An LGBTQ+ initiative which I found particularly poignant, was the lighting of a candle in the entrance of the church for Trans Day of Remembrance on 20 November. This was done in collaboration with 56 Dean Street, the sexual health clinic located next door. Although a service could not take place, as this fell during the second national lockdown, the church was open for private prayer.

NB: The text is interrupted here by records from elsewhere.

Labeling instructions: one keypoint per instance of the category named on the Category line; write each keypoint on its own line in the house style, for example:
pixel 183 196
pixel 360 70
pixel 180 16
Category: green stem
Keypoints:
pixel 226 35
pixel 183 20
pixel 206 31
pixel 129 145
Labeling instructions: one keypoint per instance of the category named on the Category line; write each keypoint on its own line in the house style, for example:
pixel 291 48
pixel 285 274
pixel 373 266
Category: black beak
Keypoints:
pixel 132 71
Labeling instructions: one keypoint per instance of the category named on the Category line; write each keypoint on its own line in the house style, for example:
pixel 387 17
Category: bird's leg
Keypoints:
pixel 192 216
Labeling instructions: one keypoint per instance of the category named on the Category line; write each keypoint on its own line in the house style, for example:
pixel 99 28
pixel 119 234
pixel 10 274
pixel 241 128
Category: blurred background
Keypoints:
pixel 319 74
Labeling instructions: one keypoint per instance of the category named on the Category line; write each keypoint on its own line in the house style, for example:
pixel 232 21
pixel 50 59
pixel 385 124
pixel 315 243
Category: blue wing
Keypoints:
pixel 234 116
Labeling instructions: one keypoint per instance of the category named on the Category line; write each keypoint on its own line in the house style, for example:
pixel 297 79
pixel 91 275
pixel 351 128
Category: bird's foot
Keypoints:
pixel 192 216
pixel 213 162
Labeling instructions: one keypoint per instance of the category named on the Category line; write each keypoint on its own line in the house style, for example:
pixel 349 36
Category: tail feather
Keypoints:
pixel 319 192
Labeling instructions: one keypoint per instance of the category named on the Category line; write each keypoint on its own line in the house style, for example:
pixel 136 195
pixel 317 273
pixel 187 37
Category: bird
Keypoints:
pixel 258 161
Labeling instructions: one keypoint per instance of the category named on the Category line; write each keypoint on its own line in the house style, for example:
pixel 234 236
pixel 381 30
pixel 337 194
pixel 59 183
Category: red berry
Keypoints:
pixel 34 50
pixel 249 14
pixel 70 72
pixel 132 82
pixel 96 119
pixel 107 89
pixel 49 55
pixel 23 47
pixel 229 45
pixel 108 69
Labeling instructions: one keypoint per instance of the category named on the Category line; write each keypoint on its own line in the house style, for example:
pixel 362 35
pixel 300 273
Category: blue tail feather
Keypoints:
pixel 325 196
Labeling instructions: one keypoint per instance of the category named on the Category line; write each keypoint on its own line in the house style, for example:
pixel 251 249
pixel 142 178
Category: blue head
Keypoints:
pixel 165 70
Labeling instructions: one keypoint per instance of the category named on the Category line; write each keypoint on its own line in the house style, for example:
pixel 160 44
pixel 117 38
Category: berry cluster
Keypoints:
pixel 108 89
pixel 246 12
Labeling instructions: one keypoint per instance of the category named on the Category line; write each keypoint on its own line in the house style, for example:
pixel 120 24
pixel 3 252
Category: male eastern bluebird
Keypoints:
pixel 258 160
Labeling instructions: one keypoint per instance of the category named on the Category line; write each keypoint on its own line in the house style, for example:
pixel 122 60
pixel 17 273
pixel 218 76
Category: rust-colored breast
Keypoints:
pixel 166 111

While the church I attend is a beacon of inclusivity, the situation is very different in many other Church of England and Christian churches in the UK and globally. It was therefore with great excitement that I welcomed the launch of the Global Interfaith Commission on LGBT+ Lives on 16 December.

More than 370 senior faith leaders from around the world, including Archbishop Desmond Tutu and the former Chief Rabbi of Ireland David Rosen, signed a declaration condemning discrimination and violence against LGBTQ+ people and calling for a ban on conversion therapy. 

Some governments have delayed making conversion therapy illegal. In the UK, the Church of England voted in Synod – its equivalent of Parliament – for a ban in 2017. The Declaration by the Global Interfaith Commission on LGBT+ Lives makes it clear there is a significant body of religious leaders who want conversion therapy banned once and for all. Hopefully this will encourage governments, including the UK, to act decisively.

All people of faith can now sign the declaration and I would encourage you to do so.